OPINION:
Los Angeles County has almost 2,000 hospices, and Dr. Mehmet Oz, administrator of the Centers for Medicare & Medicaid Services, says half of them could be fraudulent, siphoning billions of federal taxpayer dollars while serving no patients.
“We believe that many of them are created by the Russian mafia,” Dr. Oz told Fox Business last week. “In fact, when you try to bust these folks, sometimes foreign nationals run back to their own country.”
Dr. Oz visited Los Angeles’ Van Nuys neighborhood and called out a nearby four-block radius that he claimed was home to 42 hospices. CBS News visited the area last month and found 89 licensed hospice companies in a small three-story glass building, raising concerns because the “number of agencies in these areas likely exceeds the number of patients who need services.”
Their investigation found that although the hospices were listed in the building’s directory, many had since moved or no longer existed. Federal records show regulators visited the plaza multiple times from 2021 to 2025 and found nearly 400 violations at 75 companies. One inspection found a hospice social worker writing about a family’s sadness after the passing of a loved one; however, there was no evidence that the patient had actually died.
The California State Auditor’s 2022 report found that Los Angeles County had a 1,500% increase in hospice companies since 2010, resulting in six times the national average of hospice providers. Dr. Oz said Los Angeles County alone accounts for about $3.5 billion in improper or fraudulent federal payments. Reports show that hospice providers in this area billed Medicare an average of $29,000 per patient, more than double the national average of $13,200.
Dr. Oz blames Los Angeles County and the state of California, which regulates these hospices, for being “tolerant” of taxpayer theft. He accuses state and local regulators of being “perfectly fine” with the issue. California Gov. Gavin Newsom, a Democrat, shot back that more than 280 hospice licenses had been revoked in the state in the past two years, and 300 more were under investigation for potential revocation.
Earlier this year, Mr. Newsom filed a civil rights complaint against Dr. Oz for claims against Armenian communities in the Golden State. He alleged that Dr. Oz had “spewed baseless and racially charged allegations” and could discourage the use of hospice and home care programs by touring Los Angeles’ Van Nuys neighborhood.
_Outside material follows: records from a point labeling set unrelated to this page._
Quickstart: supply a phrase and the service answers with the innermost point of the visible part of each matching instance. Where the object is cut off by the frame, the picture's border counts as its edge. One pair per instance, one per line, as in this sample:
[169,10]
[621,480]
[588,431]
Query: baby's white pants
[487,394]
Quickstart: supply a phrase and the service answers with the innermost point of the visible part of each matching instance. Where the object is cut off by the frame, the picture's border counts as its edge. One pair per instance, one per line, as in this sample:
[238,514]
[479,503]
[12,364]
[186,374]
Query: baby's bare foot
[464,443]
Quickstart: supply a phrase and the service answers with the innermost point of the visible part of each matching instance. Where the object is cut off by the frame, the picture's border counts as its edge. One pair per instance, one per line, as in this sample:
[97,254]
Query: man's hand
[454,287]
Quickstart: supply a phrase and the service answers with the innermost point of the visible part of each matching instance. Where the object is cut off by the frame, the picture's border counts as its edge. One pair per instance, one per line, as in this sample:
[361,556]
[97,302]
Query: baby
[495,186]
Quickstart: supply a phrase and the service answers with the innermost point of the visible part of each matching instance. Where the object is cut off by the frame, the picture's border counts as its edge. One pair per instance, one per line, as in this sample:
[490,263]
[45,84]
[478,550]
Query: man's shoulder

No, this isn’t racism. It’s accountability. The Trump administration is rightly focused on rooting out federal waste, fraud and abuse of taxpayer money, especially after high-profile cases such as those in Minnesota.
Last month, President Trump appointed Vice President J.D. Vance to head an anti-fraud task force, and Mr. Vance’s team is working with Dr. Oz in cracking down on Medicaid and Medicare fraud in California. Shortly after his appointment, Mr. Vance’s team paused federal funding for 70 hospice and home health care providers in Los Angeles County.
“As the task force to root out waste, fraud and abuse ramps up its work, we expect [the number of potentially fraudulent hospice and home health providers] to grow exponentially,” a source familiar with the matter told Fox News Digital. Mr. Vance’s task force will reportedly use an artificial intelligence detection system to identify fraudulent Medicaid claims nationwide.
The American public deserves better than to be ripped off by criminals and fraudsters who deny honest and proper facilities the taxpayer money needed to provide good care. It is about time an administration took waste, fraud and abuse seriously and held states to a high standard.